攻殻機動隊とメタバース。神山健治監督が見つめる「今と未来」の世界
ASCII.jp / 2022年11月18日 18時0分
この記事は、国土交通省が進める「まちづくりのデジタルトランスフォーメーション」についてのウェブサイト「Project PLATEAU by MLIT」に掲載されている記事の転載です。
――神山健治氏の名前を知らないアニメファンはいないだろう。『攻殻機動隊 STAND ALONE COMPLEX』『攻殻機動隊 SAC_2045』シリーズや『東のエデン』、『永遠の831』など、多数のアニメーション作品を監督しているが、未来を予測して見通すようなモチーフとリアルな作劇でファンを虜にしている。そんな神山監督に、『攻殻機動隊』の世界観とも密接にかかわる、現代社会で実装が期待されるメタバースなど、デジタル空間と未来での在り方について聞いた。
「未来予測はだいたいが外れるもの」。作品は今を見据えて作られる
――神山監督の代表作といえば、『STAND ALONE COMPLEX』『SAC_2045』など、一連の『攻殻機動隊』シリーズを思い浮かべる。士郎正宗氏のコミックを原作とし、さらに派生する形で、コンピューターとネットワークが定着した未来の形を描き続けてきた。ある種の未来予言のようであり、「ネットワークに関わる仕事をするなら、必ず見ておくべき」と断言する経営者もいる。
だが神山監督は「未来予測をしたつもりはない」と話す。むしろ考えたのは、その作品が発表された「時代」だった。
神山:未来予測はだいたいが外れるものです。大上段から有識者の方が未来予測をすると、本当は当たっていたのかもしれないけれど、なんとなく反発したくなります(笑)。
だから未来予測が当たらなかったのかもしれない。みんなが「欲しい」と思ったものは生まれるけれど、「こうなるんです!」と言われたことは「やだな」と思われてしまうかもしれない。

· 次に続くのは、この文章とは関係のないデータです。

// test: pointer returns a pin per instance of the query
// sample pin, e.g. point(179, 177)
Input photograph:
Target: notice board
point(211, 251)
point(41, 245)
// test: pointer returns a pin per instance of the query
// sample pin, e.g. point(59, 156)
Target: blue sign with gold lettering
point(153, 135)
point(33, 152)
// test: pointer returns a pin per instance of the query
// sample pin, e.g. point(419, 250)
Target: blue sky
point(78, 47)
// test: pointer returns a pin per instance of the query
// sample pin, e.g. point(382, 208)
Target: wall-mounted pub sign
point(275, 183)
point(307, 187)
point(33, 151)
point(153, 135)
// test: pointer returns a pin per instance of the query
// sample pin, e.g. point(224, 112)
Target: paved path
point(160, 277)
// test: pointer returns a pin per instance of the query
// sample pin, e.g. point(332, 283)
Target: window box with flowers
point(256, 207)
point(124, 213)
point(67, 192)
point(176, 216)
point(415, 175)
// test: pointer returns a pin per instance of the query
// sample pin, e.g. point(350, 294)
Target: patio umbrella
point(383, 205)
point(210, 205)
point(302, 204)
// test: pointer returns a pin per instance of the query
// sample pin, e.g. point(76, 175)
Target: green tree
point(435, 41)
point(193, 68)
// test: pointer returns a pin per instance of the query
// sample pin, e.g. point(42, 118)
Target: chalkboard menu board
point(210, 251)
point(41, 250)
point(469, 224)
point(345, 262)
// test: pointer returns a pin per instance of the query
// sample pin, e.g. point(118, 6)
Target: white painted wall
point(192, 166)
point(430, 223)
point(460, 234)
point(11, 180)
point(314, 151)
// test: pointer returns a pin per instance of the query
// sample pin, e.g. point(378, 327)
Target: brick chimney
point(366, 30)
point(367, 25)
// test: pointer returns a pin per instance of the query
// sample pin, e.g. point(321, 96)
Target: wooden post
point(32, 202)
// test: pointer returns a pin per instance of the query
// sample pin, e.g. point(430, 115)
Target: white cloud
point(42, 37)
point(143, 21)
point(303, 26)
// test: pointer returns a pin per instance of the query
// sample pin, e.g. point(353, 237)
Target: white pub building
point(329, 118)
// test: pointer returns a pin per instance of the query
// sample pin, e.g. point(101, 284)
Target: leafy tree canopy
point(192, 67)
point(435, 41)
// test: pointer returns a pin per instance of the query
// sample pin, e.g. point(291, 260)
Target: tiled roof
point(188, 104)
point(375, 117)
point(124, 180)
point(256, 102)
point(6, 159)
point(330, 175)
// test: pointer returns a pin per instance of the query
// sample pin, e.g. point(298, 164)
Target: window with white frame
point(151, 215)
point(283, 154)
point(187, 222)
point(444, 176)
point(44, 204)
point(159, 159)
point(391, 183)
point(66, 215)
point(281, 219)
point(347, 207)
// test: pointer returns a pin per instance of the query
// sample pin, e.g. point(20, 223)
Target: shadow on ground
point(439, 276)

基本的に僕は”物語”を作ってきました。それが結果的に未来予測のように感じられていたのだとすれば、それは非常にありがたいな……と思うくらいです。未来予測を目的に作品を作ったことはないですね。未来予測をしているというよりは、現実に関して、過去を含めて、今までを総括しているだけです。

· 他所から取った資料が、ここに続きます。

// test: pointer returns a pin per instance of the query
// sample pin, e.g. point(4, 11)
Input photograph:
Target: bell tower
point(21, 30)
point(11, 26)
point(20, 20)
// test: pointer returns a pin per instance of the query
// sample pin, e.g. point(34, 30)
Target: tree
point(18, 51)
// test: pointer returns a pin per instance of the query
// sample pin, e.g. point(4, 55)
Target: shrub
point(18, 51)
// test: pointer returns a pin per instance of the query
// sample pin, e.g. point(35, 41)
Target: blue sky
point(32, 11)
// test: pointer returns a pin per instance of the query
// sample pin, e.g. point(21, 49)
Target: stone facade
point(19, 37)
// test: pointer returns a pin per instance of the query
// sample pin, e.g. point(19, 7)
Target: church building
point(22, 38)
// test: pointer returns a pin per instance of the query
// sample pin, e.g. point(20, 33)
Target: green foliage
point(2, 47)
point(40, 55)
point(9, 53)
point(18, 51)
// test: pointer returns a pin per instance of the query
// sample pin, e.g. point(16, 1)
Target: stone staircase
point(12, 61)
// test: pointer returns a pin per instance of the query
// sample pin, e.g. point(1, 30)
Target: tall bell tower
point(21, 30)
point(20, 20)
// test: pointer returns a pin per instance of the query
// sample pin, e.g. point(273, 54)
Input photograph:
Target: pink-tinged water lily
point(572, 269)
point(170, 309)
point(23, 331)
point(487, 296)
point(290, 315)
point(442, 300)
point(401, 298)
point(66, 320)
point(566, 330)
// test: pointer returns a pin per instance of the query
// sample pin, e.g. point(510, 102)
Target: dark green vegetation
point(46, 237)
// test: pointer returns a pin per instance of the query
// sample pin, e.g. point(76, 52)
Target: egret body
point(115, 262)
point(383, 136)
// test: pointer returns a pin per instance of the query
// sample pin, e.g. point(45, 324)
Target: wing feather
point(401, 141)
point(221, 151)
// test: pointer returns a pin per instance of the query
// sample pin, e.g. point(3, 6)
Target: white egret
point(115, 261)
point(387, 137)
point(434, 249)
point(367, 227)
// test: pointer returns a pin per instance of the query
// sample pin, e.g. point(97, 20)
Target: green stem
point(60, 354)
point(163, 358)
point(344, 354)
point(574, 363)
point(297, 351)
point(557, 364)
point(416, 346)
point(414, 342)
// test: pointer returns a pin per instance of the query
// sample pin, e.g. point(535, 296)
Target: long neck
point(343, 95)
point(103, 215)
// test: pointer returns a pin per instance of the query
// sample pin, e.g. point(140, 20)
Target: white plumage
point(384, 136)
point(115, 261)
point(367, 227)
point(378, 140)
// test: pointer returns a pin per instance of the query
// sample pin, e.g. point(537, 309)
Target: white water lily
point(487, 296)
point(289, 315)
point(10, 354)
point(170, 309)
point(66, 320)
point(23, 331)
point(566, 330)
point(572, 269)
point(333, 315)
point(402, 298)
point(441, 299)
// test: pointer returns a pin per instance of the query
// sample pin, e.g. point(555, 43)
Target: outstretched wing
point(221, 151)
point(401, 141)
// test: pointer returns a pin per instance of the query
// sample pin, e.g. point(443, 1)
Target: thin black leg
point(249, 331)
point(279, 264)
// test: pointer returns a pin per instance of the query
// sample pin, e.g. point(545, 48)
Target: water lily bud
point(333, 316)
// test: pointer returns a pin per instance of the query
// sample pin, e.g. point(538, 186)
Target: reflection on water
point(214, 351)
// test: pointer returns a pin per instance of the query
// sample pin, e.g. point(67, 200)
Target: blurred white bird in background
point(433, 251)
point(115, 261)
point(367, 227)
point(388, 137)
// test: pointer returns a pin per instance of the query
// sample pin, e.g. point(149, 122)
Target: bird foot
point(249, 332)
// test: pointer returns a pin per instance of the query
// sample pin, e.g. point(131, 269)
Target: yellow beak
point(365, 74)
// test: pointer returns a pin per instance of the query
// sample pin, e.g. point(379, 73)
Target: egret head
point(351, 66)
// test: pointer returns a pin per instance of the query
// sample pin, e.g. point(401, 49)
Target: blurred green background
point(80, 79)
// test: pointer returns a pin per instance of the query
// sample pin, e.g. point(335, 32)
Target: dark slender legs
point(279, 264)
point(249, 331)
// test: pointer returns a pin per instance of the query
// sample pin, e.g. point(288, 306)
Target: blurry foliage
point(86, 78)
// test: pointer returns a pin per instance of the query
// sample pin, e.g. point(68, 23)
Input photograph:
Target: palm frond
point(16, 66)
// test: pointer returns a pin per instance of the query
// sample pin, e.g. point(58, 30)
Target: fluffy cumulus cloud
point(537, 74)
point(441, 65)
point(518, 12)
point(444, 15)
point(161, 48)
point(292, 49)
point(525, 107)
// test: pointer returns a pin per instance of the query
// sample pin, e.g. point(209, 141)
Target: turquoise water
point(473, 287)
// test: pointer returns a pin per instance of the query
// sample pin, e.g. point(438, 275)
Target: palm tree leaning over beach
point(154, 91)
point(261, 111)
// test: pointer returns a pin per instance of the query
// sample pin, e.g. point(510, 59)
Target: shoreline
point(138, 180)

しいて言うならば、「こんなことがあったらどうだろう」「現実的に見えるものを入れていこう」という思考で、ノンフィクションではない作品を作ってきたわけです。
『攻殻機動隊 STAND ALONE COMPLEX』は2000年制作の作品ですが、まさに『今ってなんだろう』ということを考えて作ったものです。原作(コミック版『攻殻機動隊』)は予言の書のような作品です。インターネットが普及する以前の1989年から1990年代前半に発表されたにも関わらず、ネットワーク社会を描いていました。
それを受けて制作がスタートした時、じゃあ「今」ってなんなんだろうか? インターネットにつながったコンピューターがもたらされた「今」の正体ってなんだろうか? そう考えると、足りないものや良かったこと、そして悪かったことなどが見えてきたのです。

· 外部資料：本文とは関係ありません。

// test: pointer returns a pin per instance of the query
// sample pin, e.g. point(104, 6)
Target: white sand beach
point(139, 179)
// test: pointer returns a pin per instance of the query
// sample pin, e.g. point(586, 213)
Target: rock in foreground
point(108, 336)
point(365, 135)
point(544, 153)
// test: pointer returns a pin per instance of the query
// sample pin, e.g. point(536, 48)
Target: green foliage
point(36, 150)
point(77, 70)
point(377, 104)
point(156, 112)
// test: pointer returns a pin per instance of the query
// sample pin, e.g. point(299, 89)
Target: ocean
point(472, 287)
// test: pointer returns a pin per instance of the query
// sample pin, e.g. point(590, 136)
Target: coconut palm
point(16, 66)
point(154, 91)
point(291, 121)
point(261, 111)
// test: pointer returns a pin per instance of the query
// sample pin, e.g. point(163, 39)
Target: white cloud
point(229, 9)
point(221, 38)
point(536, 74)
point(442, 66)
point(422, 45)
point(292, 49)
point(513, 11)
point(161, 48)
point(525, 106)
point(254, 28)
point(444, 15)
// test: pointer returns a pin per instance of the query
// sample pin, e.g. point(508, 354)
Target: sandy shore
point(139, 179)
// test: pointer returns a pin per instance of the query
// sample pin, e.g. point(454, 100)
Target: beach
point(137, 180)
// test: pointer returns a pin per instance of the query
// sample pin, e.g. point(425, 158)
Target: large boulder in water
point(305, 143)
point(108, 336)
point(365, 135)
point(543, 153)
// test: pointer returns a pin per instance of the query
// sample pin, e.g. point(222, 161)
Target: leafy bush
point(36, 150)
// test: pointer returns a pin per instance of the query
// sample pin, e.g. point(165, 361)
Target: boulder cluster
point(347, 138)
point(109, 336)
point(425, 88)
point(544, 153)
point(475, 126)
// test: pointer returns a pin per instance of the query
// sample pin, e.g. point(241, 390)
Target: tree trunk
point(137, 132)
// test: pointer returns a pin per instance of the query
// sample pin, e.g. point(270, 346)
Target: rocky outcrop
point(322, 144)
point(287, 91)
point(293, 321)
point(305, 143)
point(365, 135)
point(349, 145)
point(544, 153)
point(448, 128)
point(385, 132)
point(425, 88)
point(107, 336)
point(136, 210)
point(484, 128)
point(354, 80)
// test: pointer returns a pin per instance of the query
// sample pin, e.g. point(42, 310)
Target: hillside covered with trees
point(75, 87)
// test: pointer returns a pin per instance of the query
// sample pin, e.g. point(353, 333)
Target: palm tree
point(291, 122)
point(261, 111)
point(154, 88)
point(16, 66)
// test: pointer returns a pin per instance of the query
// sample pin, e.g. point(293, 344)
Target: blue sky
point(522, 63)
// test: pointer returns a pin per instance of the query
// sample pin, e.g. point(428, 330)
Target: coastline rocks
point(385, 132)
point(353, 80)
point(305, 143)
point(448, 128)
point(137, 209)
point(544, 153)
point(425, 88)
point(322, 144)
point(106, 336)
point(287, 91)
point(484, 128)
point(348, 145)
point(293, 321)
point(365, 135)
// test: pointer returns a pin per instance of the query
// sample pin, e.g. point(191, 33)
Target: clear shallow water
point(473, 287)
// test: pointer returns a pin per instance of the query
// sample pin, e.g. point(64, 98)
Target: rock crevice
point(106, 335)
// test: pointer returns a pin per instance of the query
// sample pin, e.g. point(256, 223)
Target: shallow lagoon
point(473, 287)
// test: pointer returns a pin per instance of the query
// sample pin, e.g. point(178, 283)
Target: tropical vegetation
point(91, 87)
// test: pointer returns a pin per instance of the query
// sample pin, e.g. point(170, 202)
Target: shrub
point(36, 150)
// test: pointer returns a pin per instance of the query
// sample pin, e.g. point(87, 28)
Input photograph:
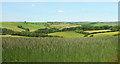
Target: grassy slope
point(13, 26)
point(105, 34)
point(35, 26)
point(10, 36)
point(96, 49)
point(97, 23)
point(68, 34)
point(96, 31)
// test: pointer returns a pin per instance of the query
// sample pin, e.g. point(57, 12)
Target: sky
point(59, 11)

2000年前後といえば、ベルリンの壁崩壊(1989年)以降、世界が平和になると感じられた時期。そこで9.11(アメリカ同時多発テロ事件、2001年)が起きました。多くの人が「戦争はなくなる」と思っていたわけですが、でも実際にはそうではなかった。
じゃあ、なくなる、と思っていたことの正体とはなんだったのか?
同時に、「情報というものに価値がつく」ことの正体もわかっていませんでした。今は、誰でもない誰かがつぶやいた、たった一言に何万もの「いいね」がつく。それはどんな意味を持っているのか。
最初の『攻殻』を作っていた時代は、そういう変化が同時に起きて、希望に満ちあふれた時代です。でも、その進化とは裏腹にネガティブなものも見えてきました。我々はアニメというエンターテインメントを作っていますから、『攻殻』では、エンタメになりやすい素材として「戦争」「犯罪」に着目した、ということです。
僕の見つめ方は「今」。
今起きていることには原因があるはずです。それがどう転がって行くのか……というのは、しいていえば未来予測かもしれませんが、根拠なく未来予測をしてもなぜか外れるし、そちらには行かないものです。自分で言えば、流行るかもしれないと思って作った造語が意外とバズらなかったり。流行らせるつもりはなく使っていた言葉のほうが広く使われることが多いですね。
最近でいえば「持続可能戦争(サスティナブル・ウォー)」。名前をつけた時は「サスティナブル」も「SDGs」もなかったんだけれど、作品が世に出る頃になったら急に、という……(苦笑)。
草薙素子がバーチャル世界を“容認しなかった”ように描かれた理由
――現在「メタバース」がブーム的に盛り上がっている。Project PLATEAUで作られた都市データも、メタバース内で都市や地域を再現するために使われるケースも増えている。メタバースは、まさに『攻殻機動隊』の中で描かれたような世界でもある。
特に『攻殻機動隊 SAC_2045』の第2シーズン(2022年5月にNetflixで配信開始)では、ポスト・ヒューマンである「シマムラタカシ」が1つの軸になって話が進む。すでにメタバース的ネットワークが存在する『攻殻』世界で、さらにAIを中心としたテクノロジーもからみ、「ネットワークにつながった人間の、さらに先にある進化の姿」として描かれる。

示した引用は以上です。